While hermeneutic interpretation varies wildly from century to century and sect to sect…
… the religious realities in 14th-16th century medieval Christianity are clear and straightforward in their characterization of Satan but complicated through the confluence of other prevailing ideas colouring Satan. The audience’s profound rationalizations around Satan and the nature of good versus evil in their world take centre stage in The Harrowing of Hell, viewing Satan through the lens of religious counterforces in the life of the audience. Because of the audience’s view of culture and society being so inextricably tied to religious devotion, Satan becomes something more than a symbol of Jesus’s temptation and the antithesis of God’s love: a living, breathing manifestation of anything the audience perceives as Other to them that will stop at nothing to sway them from their steady faith in Jesus Christ and their belief that he was and is the Son of God.
— Gabriel Stenson Pehrson, 2019
Works Cited*
Craig, Hardin. “The Corpus Christi Procession and the Corpus Christi Play.” Vol. 13, no. 4, 1914, pp. 589–602., www.jstor.org/stable/27700625. Accessed 2 Dec. 2019.
Kolve, Verdel A. The Play Called Corpus Christi. Stanford Univ. Press, 1980.
The Editors of Encyclopaedia Britannica. “Flyting.” Encyclopædia Britannica, Encyclopædia Britannica, Inc., 12 Dec. 2014, www.britannica.com/art/flyting. Accessed 29 Nov. 2019.
“The Harrowing of Hell.” The Broadview Anthology of Medieval Drama, by Christina Maria Fitzgerald and John T. Sebastian, Broadview Press, 2013, pp. 111–118.

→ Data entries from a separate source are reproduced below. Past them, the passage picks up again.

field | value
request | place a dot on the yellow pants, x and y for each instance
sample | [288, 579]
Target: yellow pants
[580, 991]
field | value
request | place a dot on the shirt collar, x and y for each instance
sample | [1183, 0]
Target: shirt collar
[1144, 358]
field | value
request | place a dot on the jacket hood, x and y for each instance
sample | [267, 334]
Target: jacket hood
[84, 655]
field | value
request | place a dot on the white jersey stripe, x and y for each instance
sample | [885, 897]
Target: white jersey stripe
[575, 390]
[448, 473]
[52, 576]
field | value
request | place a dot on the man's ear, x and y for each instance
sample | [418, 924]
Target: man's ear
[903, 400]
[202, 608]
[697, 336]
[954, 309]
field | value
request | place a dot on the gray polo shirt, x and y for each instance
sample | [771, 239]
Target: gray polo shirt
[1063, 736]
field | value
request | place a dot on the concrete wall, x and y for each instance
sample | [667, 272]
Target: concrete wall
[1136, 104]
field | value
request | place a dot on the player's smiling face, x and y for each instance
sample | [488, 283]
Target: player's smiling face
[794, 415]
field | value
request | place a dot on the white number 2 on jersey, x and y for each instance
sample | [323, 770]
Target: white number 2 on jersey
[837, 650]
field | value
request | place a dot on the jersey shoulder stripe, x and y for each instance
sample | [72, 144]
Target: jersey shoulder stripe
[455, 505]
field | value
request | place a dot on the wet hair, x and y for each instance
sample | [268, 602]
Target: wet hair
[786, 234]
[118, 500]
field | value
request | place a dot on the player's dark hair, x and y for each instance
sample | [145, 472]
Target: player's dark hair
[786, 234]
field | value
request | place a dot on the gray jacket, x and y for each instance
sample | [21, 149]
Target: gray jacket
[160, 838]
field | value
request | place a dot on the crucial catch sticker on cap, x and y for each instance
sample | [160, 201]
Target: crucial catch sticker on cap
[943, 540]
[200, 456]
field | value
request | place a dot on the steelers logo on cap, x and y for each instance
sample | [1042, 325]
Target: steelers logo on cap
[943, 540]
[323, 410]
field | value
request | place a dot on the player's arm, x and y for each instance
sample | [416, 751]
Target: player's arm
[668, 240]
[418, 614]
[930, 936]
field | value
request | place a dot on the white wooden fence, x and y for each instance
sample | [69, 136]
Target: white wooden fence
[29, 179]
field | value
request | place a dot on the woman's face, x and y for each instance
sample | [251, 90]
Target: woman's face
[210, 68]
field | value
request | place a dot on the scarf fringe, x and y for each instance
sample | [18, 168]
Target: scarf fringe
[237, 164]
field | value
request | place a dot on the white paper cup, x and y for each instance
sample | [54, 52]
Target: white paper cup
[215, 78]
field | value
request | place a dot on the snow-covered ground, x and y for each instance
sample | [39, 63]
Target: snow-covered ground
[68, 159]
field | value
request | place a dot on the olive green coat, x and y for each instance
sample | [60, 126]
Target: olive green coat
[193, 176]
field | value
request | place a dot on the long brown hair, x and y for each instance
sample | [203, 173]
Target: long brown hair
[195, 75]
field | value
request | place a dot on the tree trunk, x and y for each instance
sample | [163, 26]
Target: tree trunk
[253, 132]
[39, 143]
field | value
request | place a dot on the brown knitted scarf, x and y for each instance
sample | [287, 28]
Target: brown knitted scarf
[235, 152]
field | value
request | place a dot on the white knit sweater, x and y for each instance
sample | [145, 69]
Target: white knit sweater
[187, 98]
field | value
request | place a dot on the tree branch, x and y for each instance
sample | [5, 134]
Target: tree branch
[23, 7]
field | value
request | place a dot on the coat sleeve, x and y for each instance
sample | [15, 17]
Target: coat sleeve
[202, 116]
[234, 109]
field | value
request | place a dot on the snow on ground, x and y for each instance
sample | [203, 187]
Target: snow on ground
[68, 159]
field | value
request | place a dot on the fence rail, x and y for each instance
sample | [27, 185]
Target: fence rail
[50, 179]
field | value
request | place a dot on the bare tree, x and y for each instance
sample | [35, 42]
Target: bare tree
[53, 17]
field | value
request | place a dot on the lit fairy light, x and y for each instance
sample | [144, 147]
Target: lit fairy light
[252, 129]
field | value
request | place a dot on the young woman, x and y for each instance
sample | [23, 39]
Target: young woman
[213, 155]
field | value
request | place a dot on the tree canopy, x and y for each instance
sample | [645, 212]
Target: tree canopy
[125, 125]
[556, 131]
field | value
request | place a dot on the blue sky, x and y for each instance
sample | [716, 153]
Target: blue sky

Sommerville, C. John. “Religious Faith, Doubt and Atheism.” no. 128, 1990, pp. 152–155. JSTOR, www.jstor.org/stable/651012. Accessed 2 Dec. 2019.
Wee, David L. “The Temptation of Christ and the Motif of Divine Duplicity in the Corpus Christi Cycle Drama.” Vol. 72, no. 1, 1974, pp. 1–16., www.jstor.org/stable/436146. Accessed 3 Dec. 2019.
* Trust me—I can do hanging indents, but SquareSpace gets angry when I try.